Make Communication During Sex the Opposite of Awkward
More often than not in life, the anticipation of something is much worse than the event itself. We may dread a public speaking engagement only to find ourselves energized and excited by the crowd in the moment. We may fear an upcoming review at work only to find ourselves praised and promoted. And we may dread talking about sex – especially during sex – as much as we love the thought of our sex lives improving, but without the talking, things won’t get better in bed.
So, how to make the sex talk, so to speak, less awkward? Own it. You need to tell your partner that you want to start communicating more about sex and even talking during the act. Just break the ice directly, and then take a step back and see how the topic sits with him or her. Chances are good that your partner will be equally happy to begin communicating more about and during sex, and that, as is so often the case, you have built up anxiety about the sexual communication for no reason.

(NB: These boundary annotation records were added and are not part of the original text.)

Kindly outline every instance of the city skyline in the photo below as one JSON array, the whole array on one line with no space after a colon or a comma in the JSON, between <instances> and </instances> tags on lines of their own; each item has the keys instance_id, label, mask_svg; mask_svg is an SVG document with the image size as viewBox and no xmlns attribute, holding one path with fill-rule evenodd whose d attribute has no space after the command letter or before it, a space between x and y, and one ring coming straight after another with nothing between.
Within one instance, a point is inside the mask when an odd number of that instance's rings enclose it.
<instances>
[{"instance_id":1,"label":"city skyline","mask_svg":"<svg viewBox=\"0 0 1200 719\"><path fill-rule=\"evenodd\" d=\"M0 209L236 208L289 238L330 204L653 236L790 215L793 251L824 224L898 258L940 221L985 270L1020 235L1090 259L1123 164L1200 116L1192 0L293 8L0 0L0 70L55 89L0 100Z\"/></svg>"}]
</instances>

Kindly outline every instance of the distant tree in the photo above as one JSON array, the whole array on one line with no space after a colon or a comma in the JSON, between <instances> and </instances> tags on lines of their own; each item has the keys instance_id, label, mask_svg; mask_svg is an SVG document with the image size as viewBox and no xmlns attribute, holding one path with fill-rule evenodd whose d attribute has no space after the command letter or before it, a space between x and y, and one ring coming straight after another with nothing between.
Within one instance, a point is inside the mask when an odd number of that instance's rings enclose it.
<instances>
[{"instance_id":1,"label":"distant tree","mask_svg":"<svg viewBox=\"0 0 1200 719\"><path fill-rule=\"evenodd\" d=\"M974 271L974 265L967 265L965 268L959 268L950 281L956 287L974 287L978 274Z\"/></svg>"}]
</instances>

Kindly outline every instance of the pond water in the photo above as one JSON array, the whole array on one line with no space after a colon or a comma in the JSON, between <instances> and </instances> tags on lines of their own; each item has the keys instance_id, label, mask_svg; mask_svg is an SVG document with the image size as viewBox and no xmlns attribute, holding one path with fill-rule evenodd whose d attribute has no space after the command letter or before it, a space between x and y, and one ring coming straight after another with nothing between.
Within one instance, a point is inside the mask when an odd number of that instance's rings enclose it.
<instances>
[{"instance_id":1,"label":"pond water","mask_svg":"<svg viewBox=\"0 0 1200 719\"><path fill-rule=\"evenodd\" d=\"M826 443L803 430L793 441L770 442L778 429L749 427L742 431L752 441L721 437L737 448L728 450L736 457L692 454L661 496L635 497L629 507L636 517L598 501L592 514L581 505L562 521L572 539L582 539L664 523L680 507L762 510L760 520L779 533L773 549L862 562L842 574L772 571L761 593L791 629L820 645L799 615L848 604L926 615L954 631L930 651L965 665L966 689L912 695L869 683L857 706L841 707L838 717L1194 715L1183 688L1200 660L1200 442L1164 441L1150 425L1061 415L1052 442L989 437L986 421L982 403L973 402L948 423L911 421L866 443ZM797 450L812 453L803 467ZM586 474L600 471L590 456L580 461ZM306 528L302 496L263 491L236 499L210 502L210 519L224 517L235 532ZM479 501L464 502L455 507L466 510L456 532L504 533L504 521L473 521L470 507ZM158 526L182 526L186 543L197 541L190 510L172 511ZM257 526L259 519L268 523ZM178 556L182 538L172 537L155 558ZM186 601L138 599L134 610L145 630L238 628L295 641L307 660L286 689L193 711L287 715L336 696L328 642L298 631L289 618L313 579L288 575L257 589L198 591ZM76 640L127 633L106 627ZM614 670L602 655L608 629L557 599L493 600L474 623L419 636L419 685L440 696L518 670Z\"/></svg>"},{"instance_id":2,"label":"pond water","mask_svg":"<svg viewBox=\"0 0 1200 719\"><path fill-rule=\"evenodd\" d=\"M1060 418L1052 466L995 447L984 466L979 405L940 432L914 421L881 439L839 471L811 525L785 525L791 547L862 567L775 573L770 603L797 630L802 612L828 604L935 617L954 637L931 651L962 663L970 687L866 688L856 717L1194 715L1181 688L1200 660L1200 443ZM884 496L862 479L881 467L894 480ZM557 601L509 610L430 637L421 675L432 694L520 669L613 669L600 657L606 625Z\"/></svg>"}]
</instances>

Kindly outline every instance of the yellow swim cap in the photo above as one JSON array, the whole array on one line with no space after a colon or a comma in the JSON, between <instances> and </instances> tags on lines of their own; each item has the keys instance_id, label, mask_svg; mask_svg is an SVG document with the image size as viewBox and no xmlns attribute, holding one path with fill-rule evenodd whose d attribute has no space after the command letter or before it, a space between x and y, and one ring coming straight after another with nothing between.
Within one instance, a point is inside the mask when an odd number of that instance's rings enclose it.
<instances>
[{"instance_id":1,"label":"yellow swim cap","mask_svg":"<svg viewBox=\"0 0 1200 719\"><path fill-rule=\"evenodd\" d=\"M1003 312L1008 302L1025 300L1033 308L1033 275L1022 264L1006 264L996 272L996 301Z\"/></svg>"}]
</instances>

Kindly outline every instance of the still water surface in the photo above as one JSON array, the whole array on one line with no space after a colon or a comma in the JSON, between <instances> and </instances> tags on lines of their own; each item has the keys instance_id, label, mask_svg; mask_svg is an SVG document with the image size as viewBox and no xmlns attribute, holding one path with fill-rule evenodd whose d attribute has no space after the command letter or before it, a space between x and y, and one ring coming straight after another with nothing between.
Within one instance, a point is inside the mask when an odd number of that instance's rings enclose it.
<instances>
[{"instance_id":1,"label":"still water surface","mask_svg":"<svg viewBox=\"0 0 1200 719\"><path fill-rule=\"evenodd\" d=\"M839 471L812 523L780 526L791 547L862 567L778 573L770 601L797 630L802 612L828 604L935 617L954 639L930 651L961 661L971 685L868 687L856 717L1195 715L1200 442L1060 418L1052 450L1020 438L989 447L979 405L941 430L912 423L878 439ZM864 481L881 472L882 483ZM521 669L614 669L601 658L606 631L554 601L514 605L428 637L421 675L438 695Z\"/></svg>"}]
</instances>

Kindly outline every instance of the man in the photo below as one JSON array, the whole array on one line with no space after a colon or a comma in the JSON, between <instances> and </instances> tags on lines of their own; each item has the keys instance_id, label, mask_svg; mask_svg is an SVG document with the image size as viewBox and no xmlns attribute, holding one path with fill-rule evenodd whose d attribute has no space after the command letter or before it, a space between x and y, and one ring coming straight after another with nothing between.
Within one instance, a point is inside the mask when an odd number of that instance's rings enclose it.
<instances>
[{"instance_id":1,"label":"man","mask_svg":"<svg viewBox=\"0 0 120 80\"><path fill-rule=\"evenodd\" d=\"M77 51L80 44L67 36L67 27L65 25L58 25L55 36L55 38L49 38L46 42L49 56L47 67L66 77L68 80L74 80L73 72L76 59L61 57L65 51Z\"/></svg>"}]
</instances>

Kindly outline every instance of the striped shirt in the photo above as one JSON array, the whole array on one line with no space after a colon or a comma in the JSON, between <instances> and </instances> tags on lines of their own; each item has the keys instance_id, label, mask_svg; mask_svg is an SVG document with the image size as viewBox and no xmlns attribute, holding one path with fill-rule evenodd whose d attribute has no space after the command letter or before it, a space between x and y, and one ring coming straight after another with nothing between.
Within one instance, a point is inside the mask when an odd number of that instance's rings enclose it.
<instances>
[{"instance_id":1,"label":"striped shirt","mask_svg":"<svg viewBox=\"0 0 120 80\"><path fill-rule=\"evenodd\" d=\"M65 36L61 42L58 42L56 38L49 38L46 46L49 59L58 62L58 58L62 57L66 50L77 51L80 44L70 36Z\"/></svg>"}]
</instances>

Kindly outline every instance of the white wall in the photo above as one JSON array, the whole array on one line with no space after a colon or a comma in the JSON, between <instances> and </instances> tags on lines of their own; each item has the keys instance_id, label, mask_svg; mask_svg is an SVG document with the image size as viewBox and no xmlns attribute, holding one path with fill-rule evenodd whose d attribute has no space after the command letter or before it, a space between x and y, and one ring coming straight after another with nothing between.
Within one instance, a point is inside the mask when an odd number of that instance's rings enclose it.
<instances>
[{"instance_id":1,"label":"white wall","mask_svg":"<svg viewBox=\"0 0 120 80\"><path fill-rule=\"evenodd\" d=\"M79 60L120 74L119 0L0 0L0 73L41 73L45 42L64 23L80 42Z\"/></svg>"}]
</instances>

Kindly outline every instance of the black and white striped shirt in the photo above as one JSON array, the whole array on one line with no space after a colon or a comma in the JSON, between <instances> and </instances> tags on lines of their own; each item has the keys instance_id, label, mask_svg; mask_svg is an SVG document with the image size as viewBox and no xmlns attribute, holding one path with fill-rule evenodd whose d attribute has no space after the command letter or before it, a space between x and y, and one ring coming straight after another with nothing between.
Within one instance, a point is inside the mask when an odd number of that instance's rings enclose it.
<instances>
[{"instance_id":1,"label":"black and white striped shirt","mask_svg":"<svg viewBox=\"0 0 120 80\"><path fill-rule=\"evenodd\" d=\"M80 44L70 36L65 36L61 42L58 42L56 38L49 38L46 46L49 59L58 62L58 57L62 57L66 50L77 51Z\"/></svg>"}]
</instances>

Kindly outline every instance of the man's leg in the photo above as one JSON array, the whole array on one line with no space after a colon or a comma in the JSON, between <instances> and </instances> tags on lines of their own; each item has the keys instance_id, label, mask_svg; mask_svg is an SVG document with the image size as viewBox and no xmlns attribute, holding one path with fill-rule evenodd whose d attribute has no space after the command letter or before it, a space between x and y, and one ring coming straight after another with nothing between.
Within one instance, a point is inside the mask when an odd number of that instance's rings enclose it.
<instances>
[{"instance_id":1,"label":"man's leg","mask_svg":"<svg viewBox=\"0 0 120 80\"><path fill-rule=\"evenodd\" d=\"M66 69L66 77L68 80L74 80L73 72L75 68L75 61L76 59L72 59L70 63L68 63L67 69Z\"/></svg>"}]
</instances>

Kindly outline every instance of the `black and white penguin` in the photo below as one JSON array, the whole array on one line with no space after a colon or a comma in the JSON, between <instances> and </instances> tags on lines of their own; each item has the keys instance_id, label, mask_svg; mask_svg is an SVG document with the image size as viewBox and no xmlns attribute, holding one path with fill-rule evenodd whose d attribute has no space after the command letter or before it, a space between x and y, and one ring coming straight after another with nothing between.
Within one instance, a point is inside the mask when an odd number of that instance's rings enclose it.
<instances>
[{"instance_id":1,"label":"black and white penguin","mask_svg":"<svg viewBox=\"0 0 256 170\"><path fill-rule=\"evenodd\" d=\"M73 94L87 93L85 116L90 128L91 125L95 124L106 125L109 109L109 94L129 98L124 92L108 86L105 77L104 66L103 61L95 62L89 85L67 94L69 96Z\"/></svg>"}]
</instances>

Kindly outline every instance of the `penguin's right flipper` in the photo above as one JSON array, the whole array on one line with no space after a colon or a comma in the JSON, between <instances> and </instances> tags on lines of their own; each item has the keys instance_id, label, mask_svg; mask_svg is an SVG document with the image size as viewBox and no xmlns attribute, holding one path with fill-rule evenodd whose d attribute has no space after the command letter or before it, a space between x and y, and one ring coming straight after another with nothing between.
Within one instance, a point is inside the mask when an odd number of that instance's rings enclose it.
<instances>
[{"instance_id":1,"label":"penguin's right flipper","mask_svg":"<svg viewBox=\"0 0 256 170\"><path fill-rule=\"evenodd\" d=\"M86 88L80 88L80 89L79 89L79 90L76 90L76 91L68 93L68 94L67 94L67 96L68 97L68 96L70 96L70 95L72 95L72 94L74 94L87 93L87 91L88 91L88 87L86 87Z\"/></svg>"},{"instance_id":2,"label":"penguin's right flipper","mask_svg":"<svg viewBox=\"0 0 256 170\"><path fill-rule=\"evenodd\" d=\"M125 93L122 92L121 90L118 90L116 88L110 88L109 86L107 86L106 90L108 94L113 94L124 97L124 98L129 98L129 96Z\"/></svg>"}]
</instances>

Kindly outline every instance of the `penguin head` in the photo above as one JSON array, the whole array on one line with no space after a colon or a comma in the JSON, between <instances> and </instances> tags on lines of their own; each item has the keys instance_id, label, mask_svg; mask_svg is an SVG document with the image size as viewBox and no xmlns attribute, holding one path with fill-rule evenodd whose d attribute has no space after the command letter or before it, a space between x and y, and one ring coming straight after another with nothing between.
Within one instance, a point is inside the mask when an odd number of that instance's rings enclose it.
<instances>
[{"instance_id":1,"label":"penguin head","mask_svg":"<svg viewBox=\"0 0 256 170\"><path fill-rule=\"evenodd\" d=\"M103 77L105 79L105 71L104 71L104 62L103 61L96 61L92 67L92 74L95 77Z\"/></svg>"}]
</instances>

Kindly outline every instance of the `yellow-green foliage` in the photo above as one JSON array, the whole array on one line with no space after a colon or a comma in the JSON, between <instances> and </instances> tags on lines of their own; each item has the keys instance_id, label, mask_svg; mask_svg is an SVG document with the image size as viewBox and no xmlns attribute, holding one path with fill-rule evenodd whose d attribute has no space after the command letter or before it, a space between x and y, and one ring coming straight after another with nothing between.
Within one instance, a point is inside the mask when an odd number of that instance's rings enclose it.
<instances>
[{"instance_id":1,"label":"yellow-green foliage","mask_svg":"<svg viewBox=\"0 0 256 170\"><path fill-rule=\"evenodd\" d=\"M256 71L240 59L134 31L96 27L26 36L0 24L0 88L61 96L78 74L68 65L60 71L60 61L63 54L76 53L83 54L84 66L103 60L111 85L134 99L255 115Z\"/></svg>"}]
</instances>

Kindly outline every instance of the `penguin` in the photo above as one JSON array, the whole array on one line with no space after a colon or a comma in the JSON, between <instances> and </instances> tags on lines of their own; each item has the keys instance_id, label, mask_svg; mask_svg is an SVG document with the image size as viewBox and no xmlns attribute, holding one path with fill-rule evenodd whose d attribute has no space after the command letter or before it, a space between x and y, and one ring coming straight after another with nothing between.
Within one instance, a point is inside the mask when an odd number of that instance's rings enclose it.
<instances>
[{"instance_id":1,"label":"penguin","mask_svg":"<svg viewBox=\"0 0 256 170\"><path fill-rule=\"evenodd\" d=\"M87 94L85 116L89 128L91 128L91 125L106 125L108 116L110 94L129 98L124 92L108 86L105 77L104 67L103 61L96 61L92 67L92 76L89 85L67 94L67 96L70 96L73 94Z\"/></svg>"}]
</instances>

If the sex talk does seem to be a bit awkward, agree on a time that you will both discuss things in detail and agree to not talk about sex outside of this “safe” time. And during that time, agree on how you will communicate during sex.
Create Your Own Love Language
Once you have breached the topic of sex and are ready to talk more during sex, know that you don’t have to have a long, in-depth running chat while you are going at it. It may be more than sufficient to use just a few words now and then, such as: “Keep doing that,” “Let’s skip that right now,” “Softer,” “Harder,” “Slower,” “Faster,” and on it goes.
If you and your partner are comfortable with more complete dialogue and instructions and requests during sex, then by all means go for it. Think of something like: “OK, now I want you to lie down and start…” well, we’ll let you fill in the blanks however you want – the point is you don’t have to speak in single or few word commands, you can communicate however works best for you.
You can also communicate during sex without words. A squeeze of the hand can be agreed to as a sign to keep going, while a gentle tap can be agreed to as a signal to take it easy or to stop a given activity. You can direct one another with your hands, your eyes, and with sounds other than words – just take the time to talk about nonverbal sexual communication at some point to be sure that you are both on the same page.
And one final note on talking: it’s a good idea for every couple to have a safe word even if you don’t engage in any sort of highly active, aggressive, or role playing sex. Establishing a word that will immediately lead to a cessation of the given activity is a way to ensure that you both are ready to change or stop the sex without any judgement of your partner, guilt on anyone’s part, or a loss of trust or respect for one another.
Don’t Overthink or Over-Talk It
Better communication will lead to better sex, that’s just a given. But there is also a time to stop talking. If you find being too vocal during the act is killing the mood, dial it down on the talk and consider using physical cues.
And also, if you talk about sex during sex for a while and the sex gets better, you can probably stop talking again and it will remain improved.